# Other .NET Programming > Windows Presentation Foundation (WPF) & XAML forum >  WPF Control and Window issue

## StealthRT

Hey all here is a noob question regarding WPF and controls.

I download the project called *FluidKit* which comes with a hand full of examples for *3D image effects* and just *image effects* in general.

Problem I am having is that I just want *1 type* of effect out of all of those but I am unsure how to go about making a new project and copy/paste the *FluidKit* code to my new project just for that needed effect. I am needing to be able to reproduce this a couple of times in my window and not just once as I currently have.

The code is for the following:

TransitionTester.xaml

Which within that has a few settings like:

Cube (Left to Right)
Cube (Right to Left>
Cube (Top to Bottom)
Cube (Bottom to Top)
Slide (Left to Right)
Slide (Right to Left)
Flip (Left to Right)
Flip (Right to Left)

This *TransitionTester.xaml* looks to be a *UserControl*.

So I create a new WPF project and now I have the following forms:

MainWindow.xaml

TransitionTester.xaml

and of course I replace a *reference* to the *fluidkit.dll*.

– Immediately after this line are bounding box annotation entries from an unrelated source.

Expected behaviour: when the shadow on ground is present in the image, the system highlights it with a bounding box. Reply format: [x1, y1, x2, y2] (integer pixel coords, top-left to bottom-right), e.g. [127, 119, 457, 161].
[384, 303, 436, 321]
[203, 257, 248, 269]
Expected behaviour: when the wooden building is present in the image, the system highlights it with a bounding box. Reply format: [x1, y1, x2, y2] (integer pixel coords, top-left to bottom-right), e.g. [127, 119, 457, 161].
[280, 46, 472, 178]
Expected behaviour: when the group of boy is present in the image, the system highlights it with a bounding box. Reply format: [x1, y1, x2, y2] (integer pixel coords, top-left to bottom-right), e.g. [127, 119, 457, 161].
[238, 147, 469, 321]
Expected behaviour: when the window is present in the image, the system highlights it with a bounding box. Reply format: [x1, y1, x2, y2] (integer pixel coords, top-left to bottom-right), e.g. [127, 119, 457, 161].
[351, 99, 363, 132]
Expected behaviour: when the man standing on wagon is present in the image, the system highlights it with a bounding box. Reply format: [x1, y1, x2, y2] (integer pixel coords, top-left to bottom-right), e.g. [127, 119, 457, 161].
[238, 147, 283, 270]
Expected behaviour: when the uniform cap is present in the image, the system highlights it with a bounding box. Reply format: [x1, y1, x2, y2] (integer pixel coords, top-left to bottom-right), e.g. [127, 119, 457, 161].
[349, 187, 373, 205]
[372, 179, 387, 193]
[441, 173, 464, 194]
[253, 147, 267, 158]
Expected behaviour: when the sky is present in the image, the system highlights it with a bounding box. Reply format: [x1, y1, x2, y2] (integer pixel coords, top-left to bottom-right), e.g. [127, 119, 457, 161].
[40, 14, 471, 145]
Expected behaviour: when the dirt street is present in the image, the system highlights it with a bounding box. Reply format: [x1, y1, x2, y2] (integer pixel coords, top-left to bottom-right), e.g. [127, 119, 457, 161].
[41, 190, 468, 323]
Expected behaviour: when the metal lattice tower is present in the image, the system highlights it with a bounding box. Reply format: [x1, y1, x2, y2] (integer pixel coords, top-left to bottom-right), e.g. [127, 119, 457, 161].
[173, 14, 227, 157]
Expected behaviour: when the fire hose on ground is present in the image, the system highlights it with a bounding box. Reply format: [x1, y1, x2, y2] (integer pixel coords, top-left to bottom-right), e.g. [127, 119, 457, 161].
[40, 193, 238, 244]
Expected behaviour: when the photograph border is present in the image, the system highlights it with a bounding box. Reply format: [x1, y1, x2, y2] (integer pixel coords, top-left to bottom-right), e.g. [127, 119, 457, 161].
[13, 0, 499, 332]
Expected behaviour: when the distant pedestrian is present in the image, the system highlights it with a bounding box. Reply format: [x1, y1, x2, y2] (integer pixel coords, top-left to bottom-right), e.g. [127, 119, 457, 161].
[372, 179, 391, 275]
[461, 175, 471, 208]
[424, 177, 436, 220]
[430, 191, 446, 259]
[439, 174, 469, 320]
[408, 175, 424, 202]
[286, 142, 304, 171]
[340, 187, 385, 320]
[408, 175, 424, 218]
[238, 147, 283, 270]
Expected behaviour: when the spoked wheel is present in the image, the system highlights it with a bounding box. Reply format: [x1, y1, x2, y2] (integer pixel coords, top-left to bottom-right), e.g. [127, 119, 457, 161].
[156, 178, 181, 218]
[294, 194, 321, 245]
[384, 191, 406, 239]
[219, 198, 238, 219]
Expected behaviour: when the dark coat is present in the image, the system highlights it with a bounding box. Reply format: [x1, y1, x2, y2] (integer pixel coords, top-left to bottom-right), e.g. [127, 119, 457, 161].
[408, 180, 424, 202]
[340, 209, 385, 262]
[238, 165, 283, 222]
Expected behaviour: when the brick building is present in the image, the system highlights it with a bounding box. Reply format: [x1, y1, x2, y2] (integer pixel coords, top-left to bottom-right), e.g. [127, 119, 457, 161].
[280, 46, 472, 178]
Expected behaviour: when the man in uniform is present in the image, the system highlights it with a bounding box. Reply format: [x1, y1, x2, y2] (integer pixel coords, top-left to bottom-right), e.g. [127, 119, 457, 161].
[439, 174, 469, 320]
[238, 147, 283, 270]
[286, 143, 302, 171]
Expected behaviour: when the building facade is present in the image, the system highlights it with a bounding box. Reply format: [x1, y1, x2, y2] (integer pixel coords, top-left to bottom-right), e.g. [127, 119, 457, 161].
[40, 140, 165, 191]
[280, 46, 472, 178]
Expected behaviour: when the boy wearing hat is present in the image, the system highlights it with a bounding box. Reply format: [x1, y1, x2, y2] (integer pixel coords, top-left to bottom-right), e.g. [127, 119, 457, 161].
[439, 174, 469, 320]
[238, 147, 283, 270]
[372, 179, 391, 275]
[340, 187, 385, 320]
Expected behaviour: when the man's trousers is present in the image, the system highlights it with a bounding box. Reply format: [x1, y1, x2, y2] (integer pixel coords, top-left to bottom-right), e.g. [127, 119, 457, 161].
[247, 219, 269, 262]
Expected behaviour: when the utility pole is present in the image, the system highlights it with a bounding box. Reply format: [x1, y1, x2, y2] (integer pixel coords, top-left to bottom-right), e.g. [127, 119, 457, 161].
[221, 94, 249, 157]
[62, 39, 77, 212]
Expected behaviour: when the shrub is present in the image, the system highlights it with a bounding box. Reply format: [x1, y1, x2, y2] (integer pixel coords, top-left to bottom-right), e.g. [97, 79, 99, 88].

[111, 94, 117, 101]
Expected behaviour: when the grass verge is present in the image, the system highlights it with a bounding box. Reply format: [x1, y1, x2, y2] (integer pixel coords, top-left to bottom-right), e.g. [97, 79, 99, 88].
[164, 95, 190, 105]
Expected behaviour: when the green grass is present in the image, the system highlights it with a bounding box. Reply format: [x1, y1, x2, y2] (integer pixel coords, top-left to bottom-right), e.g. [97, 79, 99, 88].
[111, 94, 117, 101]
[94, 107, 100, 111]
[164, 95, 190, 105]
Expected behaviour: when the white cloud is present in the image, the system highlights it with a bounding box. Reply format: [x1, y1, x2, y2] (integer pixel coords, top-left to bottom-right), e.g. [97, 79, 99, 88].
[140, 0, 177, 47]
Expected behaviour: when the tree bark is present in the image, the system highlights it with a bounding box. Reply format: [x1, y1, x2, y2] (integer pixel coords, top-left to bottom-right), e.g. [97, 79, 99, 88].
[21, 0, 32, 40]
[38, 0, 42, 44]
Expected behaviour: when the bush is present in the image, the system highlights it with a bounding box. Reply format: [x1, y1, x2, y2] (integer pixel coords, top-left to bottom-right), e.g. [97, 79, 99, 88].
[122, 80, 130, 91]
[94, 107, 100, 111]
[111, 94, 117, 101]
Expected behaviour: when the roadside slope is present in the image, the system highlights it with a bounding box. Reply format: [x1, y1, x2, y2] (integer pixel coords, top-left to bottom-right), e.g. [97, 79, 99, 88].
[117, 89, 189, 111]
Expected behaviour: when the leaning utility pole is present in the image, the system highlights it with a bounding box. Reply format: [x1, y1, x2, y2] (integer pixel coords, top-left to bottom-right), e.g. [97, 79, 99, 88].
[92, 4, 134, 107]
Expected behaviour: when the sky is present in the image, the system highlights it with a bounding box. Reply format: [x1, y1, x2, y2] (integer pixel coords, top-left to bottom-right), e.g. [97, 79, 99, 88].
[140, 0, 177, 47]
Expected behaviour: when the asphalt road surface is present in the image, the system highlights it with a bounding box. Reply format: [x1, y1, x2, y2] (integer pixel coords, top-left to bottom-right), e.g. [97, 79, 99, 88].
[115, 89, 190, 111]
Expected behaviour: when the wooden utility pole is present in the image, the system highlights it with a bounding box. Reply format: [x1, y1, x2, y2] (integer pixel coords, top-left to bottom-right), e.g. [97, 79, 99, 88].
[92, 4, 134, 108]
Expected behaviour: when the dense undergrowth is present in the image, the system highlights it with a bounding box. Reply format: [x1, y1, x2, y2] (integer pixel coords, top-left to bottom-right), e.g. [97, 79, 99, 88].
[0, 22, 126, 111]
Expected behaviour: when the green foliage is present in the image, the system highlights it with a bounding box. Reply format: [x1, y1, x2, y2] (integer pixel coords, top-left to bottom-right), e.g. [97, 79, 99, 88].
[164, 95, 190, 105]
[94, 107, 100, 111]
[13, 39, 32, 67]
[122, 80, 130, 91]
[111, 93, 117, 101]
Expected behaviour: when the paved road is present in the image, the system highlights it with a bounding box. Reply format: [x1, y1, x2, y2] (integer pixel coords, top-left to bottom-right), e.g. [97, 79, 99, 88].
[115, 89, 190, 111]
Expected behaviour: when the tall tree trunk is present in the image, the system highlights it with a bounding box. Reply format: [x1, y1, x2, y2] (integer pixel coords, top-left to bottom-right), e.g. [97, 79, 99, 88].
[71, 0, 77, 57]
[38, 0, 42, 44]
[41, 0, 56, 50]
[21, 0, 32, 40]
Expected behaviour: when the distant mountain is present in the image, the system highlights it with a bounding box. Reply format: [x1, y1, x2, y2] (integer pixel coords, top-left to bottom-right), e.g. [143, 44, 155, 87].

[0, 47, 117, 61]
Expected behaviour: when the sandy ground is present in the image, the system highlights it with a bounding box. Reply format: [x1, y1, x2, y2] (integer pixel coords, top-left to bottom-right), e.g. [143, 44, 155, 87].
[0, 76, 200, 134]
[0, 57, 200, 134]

Bow after copy/pasting the code from the fluidKit project to my new project I end up just having 2 errors which is astonishing to me!

The error is:
MainWindow' does not contain a definition for 'SwitchImage' and no extension method 'SwitchImage' accepting a first argument of type 'MainWindow' could be found (are you missing a using directive or an assembly reference?)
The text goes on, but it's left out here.